L’Office of Foreign Assets Control (OFAC) du Département du Trésor américain a sanctionné Jugwinder Singh Brar, un ressortissant indien basé aux Émirats arabes unis, propriétaire de plusieurs compagnies maritimes exploitant une flotte de près de 30 navires. Nombre de ces navires font partie de la « flotte fantôme » du régime iranien.

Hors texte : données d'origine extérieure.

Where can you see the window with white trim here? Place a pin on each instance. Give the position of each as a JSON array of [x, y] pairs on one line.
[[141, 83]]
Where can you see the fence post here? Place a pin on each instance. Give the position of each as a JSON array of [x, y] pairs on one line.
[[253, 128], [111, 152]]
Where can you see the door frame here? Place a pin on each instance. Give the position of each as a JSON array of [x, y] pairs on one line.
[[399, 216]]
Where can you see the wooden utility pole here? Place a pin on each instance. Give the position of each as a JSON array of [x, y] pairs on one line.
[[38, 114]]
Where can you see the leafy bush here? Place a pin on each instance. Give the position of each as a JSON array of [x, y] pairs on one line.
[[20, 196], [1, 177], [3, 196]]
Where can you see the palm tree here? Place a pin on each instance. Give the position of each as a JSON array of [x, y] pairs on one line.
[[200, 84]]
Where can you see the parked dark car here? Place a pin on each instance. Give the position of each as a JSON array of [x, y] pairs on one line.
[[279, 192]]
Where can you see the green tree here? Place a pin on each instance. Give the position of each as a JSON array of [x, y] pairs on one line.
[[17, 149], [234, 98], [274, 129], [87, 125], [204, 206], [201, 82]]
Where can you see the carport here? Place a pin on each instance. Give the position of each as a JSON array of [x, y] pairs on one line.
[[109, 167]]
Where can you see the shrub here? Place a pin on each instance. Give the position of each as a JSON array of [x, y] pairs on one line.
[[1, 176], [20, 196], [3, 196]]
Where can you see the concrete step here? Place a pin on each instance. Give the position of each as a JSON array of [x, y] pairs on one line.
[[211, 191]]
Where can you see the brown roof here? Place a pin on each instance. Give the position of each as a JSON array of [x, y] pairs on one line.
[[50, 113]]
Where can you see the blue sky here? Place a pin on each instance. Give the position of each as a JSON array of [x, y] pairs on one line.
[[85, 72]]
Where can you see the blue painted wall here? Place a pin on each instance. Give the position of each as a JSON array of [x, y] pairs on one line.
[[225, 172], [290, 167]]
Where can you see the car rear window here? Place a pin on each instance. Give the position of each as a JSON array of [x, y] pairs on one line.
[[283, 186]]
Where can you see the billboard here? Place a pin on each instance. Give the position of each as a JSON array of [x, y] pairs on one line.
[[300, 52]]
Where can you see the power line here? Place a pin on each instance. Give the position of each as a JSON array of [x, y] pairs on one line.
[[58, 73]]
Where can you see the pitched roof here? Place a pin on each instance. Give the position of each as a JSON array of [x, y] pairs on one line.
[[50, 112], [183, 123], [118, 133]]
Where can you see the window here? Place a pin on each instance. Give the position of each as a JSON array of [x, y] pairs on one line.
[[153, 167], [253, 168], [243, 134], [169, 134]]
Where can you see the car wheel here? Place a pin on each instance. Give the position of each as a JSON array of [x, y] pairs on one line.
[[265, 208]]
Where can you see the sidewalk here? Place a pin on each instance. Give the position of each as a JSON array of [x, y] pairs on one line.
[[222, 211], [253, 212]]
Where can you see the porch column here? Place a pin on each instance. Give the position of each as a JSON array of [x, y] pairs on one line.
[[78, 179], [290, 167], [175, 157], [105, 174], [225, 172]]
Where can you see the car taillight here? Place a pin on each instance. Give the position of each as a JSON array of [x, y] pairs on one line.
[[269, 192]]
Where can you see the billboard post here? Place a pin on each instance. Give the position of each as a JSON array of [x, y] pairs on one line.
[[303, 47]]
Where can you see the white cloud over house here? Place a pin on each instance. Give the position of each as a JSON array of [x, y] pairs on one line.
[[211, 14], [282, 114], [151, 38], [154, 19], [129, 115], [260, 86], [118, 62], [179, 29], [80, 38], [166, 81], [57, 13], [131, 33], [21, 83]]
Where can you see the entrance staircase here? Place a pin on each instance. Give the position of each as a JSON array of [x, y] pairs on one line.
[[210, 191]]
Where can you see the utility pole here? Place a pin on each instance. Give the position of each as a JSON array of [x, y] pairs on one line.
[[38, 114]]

Simultanément, le Département d’État américain a imposé des sanctions à quatre entreprises pour avoir effectué des transactions importantes liées à l’achat, la vente, le transport ou la commercialisation de pétrole ou de produits pétroliers iraniens, et a désigné deux de leurs navires comme biens bloqués.
Dans un communiqué publié le jeudi 11 avril, le Département du Trésor américain a également annoncé des sanctions contre deux entreprises basées aux Émirats arabes unis et deux entreprises basées en Inde. Ces entreprises possèdent ou exploitent des navires liés à Singh Brar et transportent du pétrole iranien pour le compte de la Compagnie pétrolière nationale iranienne et du Corps des gardiens de la révolution islamique (CGRI).
Ces sanctions interviennent alors que les États-Unis et le régime iranien doivent tenir des négociations directes à Oman le samedi 12 avril. Mercredi, le Trésor américain a également imposé des sanctions à cinq entreprises et au PDG de l’une d’elles pour leurs liens avec l’Organisation iranienne de l’énergie atomique.
Selon le Trésor américain, des navires gérés par Singh Brar ont participé à des opérations de transfert de navire à navire risquées dans les eaux entourant l’Irak, l’Iran, les Émirats arabes unis et le golfe d’Oman. Ces cargaisons sont ensuite confiées à des intermédiaires qui mélangent du pétrole ou du carburant iranien avec des produits d’autres pays et falsifient les documents d’expédition pour dissimuler leur origine iranienne. Ce procédé permet aux cargaisons d’accéder aux marchés mondiaux.
Scott Bessent, responsable du Trésor américain, a déclaré à ce sujet :
« Le régime iranien s’appuie sur son réseau de transporteurs et de courtiers sans scrupules, comme Brar et ses sociétés, pour vendre son pétrole et financer ses activités déstabilisatrices. Les États-Unis restent déterminés à perturber tous les acteurs des exportations pétrolières iraniennes, en particulier ceux qui cherchent à tirer profit de ce commerce.»
Cette action a été menée en vertu du décret 13902, qui cible les secteurs pétrolier et pétrochimique iraniens. Il s’agit de la cinquième série de sanctions contre les ventes de pétrole iranien depuis que le président américain Donald Trump a promulgué ce décret le 4 février 2025, afin de reprendre la politique de pression maximale contre le régime iranien.
Dans sa déclaration, le Trésor américain a affirmé sa ferme détermination à cibler agressivement le réseau de vente de pétrole du régime iranien, notamment en sanctionnant les personnes et entités qui facilitent les exportations de pétrole iranien vers des pays tiers et le marché mondial. Ce réseau implique des sociétés écrans complexes, des activités de contrebande clandestine, des transferts de navire à navire, le stockage et le mélange de pétrole, ainsi que la falsification de documents.